The acting Municipal Director of the National Disaster Management Organisation (NADMO), Patrick Kofi Akorlu told Graphic Online’s Alberto Mario Noretti that the victim Etornam Agbeke was rushing home from the Penyi market, to remove her grandmother’s clothes from the drying line when the rains started.
He said on reaching a spot close to a pool of water, the deceased was hit by lightning, and she fell into the water face-down.
The incident evoked fear among residents who were terrified to go near the body and believed there was the need for the performance of some rituals to appease the gods.
“Terrified witnesses were unwilling to go near the body, insisting that certain rituals needed to be performed before the body could be removed from the puddle,” said Mr Ahorlu.
He said when the husband of the deceased turned up at the scene to find out if the victim was already dead, and possibly resuscitate her; local townsmen prevented him from doing so.
The townsmen insisted that such a move by the grieving husband would incur the wrath of the gods of Nogokpo.

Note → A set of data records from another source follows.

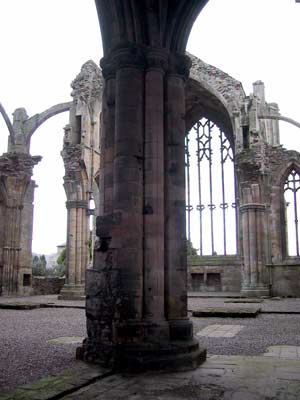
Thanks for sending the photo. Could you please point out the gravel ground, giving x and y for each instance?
(25, 355)
(275, 304)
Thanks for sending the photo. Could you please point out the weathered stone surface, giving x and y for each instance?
(227, 312)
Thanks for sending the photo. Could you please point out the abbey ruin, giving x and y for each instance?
(125, 149)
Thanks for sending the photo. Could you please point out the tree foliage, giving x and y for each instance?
(191, 251)
(39, 264)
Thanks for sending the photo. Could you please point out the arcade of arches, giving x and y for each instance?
(153, 93)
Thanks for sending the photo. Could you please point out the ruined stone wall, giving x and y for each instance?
(214, 274)
(42, 285)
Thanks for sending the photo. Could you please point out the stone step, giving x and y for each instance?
(227, 312)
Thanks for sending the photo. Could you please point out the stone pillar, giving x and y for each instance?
(136, 291)
(255, 281)
(15, 173)
(176, 259)
(77, 255)
(77, 250)
(154, 196)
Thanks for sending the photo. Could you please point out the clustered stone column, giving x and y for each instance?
(254, 230)
(136, 291)
(17, 193)
(77, 250)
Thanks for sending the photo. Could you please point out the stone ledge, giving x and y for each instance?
(56, 386)
(224, 312)
(244, 301)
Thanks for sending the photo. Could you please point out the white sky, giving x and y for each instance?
(44, 43)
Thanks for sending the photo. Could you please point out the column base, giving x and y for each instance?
(258, 291)
(72, 292)
(136, 357)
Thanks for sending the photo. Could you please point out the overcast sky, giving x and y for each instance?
(44, 43)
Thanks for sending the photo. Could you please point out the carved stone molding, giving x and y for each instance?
(88, 84)
(18, 164)
(72, 156)
(179, 64)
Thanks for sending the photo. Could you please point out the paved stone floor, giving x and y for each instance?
(249, 358)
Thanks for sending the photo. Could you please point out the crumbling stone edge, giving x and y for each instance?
(55, 387)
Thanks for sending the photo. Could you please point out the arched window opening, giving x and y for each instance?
(292, 203)
(210, 190)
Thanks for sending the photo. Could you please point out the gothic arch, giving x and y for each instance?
(165, 24)
(278, 237)
(213, 94)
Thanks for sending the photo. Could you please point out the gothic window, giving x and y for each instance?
(210, 190)
(292, 203)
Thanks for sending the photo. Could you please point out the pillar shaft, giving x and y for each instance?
(254, 274)
(154, 213)
(136, 290)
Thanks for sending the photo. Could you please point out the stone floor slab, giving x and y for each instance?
(227, 312)
(264, 383)
(288, 352)
(217, 330)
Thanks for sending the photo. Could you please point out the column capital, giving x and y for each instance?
(129, 55)
(157, 59)
(179, 64)
(76, 204)
(252, 206)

Hours after the incident, a team of policemen and the Deputy Director of NADMO, Bright Martin Dela defied the odds and sent the body to Saint Anthony Hospital in Dzodze.
‘No hand of Nogokpo’
Graphic Online later learnt that the emissaries sent to Nogokpo returned with a message that the deceased committed no evil act, and the gods of the land had no hand in her death.

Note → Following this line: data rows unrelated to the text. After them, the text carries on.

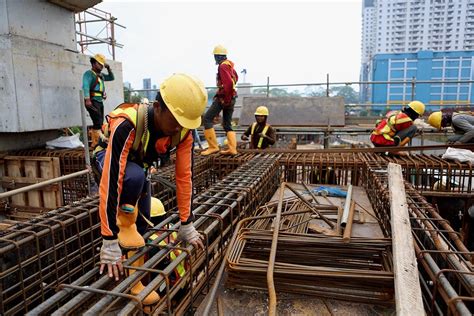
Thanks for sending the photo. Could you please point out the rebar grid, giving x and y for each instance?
(428, 173)
(446, 271)
(217, 210)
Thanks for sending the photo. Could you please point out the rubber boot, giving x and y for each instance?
(405, 141)
(151, 298)
(128, 236)
(211, 138)
(231, 144)
(95, 134)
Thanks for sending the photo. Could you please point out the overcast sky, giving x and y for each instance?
(289, 41)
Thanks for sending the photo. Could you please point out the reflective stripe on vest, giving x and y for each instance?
(180, 269)
(264, 133)
(234, 80)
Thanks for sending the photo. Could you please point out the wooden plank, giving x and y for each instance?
(13, 168)
(407, 283)
(31, 171)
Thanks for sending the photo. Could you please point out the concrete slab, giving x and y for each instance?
(296, 111)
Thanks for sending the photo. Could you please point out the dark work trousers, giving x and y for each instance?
(135, 188)
(404, 133)
(215, 108)
(96, 111)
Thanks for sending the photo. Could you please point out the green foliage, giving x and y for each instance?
(129, 96)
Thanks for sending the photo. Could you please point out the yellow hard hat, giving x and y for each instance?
(157, 208)
(435, 119)
(417, 106)
(186, 98)
(100, 59)
(219, 50)
(262, 110)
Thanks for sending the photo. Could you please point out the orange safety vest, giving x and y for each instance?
(386, 127)
(264, 132)
(233, 76)
(136, 114)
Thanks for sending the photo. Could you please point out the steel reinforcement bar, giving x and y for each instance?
(217, 210)
(445, 264)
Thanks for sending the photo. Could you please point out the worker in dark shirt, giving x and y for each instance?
(462, 124)
(261, 134)
(94, 93)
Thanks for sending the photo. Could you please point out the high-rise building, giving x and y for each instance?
(147, 85)
(410, 26)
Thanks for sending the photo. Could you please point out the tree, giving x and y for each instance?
(312, 91)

According to Mr Ahorlu, the deceased was five months pregnant at the time.
He cautioned members of the public to stay indoors during severe weather conditions.

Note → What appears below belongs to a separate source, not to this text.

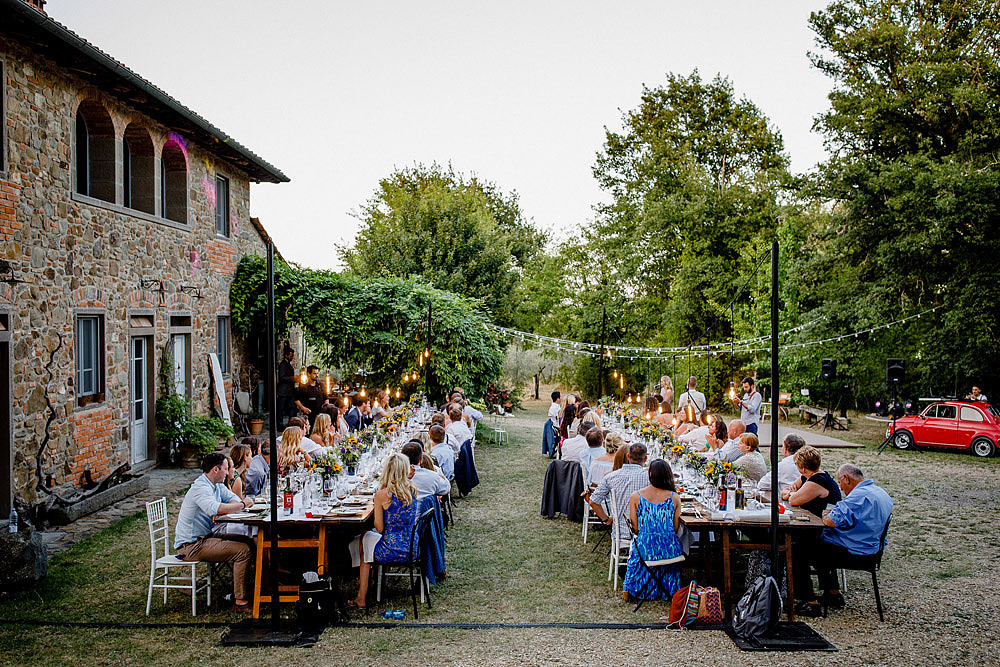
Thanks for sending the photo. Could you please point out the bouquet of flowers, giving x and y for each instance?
(325, 462)
(351, 449)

The acting Municipal NADMO Director reminded school authorities not to let children go home during rainstorms.
On May 30, 2021, Emmanuel Dorli who was known in Ho as a coconut seller was hit and killed instantly under a mango tree opposite the regional offices of the Electricity Company of Ghana (ECG), by lightning during a late afternoon rainfall.
He was later identified as a student of the Sokode Senior High Technical School.
Two female students who were walking together with the deceased were also struck unconscious by the lightning.
They were rushed to the Ho Municipal Hospital where they were treated and discharged.
Some local residents in Ho insisted that rituals needed to be performed for the deities of the land before Dorli’s body could be taken away.
A team of police personnel and officials of NADMO were at the scene of the incident the next day when some members of the family of the deceased turned up at the scene to request for more time to consult a shrine and return to perform the appropriate rituals before the body could be sent to the morgue.
The body was finally removed from the scene well after sunset, a day after the incident.